MARY SHELLEY's Frankenstein; or, The Modern Prometheus grew out of a parlor game and a nightmare vision.
The story of the book's origin is a famous one, first told in the introduction Mary Shelley wrote for the 1831 edition of the novel.
The two Shelleys, Byron, Mary's stepsister Claire Clairmont, and John William Polidori (Byron's physician) spent a "wet, ungenial summer in the Swiss Alps." Byron suggested that "each write a ghost story." If one is to trust Mary Shelley's account (and James Rieger has shown the untrustworthiness of its chronology and particulars), only she and "poor Polidori" took the contest seriously.

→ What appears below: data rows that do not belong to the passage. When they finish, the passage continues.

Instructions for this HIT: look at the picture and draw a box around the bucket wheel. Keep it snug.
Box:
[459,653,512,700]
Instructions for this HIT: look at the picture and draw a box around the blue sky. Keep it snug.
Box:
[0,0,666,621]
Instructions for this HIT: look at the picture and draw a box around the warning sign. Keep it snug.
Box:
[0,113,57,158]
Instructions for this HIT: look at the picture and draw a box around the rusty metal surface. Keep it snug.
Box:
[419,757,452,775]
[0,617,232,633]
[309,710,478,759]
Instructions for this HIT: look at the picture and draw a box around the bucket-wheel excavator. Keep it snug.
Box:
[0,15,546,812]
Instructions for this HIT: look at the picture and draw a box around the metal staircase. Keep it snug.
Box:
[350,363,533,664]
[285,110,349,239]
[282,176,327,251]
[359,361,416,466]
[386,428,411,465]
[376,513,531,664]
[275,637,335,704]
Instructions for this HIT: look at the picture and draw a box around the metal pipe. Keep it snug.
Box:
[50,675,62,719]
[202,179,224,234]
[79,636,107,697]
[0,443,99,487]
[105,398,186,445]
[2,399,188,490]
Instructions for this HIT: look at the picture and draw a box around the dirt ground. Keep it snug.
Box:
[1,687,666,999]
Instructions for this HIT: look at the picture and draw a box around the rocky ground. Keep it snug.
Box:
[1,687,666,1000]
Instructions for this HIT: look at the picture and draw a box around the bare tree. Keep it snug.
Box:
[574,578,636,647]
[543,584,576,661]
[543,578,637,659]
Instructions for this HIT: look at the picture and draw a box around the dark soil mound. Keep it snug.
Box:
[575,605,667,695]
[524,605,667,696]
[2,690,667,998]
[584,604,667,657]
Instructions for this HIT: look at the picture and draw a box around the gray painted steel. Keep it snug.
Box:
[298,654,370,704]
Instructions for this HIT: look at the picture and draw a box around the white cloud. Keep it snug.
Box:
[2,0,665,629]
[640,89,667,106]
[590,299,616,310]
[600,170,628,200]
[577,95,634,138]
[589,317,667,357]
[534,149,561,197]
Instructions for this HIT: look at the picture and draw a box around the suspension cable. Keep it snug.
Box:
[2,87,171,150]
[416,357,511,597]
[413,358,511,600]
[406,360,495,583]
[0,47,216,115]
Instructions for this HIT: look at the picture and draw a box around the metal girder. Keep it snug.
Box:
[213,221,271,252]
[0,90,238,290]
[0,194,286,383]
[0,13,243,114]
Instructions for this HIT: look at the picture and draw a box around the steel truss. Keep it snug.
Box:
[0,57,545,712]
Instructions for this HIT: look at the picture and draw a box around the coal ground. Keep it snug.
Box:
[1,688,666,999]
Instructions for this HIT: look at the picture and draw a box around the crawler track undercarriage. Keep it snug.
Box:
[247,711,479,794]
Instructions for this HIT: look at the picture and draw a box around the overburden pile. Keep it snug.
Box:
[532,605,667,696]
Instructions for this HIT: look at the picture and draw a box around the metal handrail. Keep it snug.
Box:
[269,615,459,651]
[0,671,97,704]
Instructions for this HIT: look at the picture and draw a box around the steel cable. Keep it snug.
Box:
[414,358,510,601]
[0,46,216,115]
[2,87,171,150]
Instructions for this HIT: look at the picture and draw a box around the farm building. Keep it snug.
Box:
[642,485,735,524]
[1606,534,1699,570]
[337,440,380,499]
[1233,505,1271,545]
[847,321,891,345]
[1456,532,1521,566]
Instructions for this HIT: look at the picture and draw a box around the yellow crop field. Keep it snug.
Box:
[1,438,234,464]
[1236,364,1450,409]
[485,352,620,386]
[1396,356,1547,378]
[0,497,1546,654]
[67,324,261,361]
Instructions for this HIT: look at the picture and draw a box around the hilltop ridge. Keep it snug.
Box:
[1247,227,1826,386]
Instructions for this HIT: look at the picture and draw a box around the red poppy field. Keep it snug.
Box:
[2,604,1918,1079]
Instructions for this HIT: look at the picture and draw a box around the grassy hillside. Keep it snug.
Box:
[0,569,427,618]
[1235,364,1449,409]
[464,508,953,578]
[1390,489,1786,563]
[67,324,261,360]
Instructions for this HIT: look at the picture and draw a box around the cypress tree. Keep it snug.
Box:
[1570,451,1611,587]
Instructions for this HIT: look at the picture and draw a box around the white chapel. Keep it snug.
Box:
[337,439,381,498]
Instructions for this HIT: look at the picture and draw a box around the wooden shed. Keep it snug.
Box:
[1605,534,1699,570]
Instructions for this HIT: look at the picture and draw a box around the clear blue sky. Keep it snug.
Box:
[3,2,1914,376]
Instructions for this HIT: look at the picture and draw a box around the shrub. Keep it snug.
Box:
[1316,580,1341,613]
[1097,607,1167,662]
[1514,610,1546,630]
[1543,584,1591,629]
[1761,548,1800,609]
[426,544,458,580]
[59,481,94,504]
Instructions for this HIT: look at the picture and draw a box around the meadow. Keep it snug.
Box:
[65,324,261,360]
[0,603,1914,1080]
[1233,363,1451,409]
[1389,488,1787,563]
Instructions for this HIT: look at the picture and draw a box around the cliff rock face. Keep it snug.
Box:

The two "illustrious poets," according to her, "annoyed by the platitude of prose, speedily relinquished their uncongenial task." Polidori, too, is made to seem careless, unable to handle his story of a "skull-headed lady." Though Mary Shelley is just as deprecating when she speaks of her own "tiresome unlucky ghost story," she also suggests that its sources went deeper.
Her truant muse became active as soon as she fastened on the "idea" of "making only a transcript of the grim terrors of my waking dream": "'I have found it!
What terrified me will terrify others."'The twelve essays in this collection attest to the endurance of Mary Shelley's "waking dream." Appropriately, though less romantically, this book also grew out of a playful conversation at a party.
When several of the contributors to this book discovered that they were all closet aficionados of Mary Shelley's novel, they decided that a book might be written in which each contributor-contestant might try to account for the persistent hold that Frankenstein continues to exercise on the popular imagination.
Within a few months, two films--Warhol's Frankenstein and Mel Brooks's Young Frankenstein--and the Hall-Landau and Isherwood-Bachardy television versions of the novel appeared to remind us of our blunted purpose.
These manifestations were an auspicious sign and resulted in the book Endurance of Frankenstein.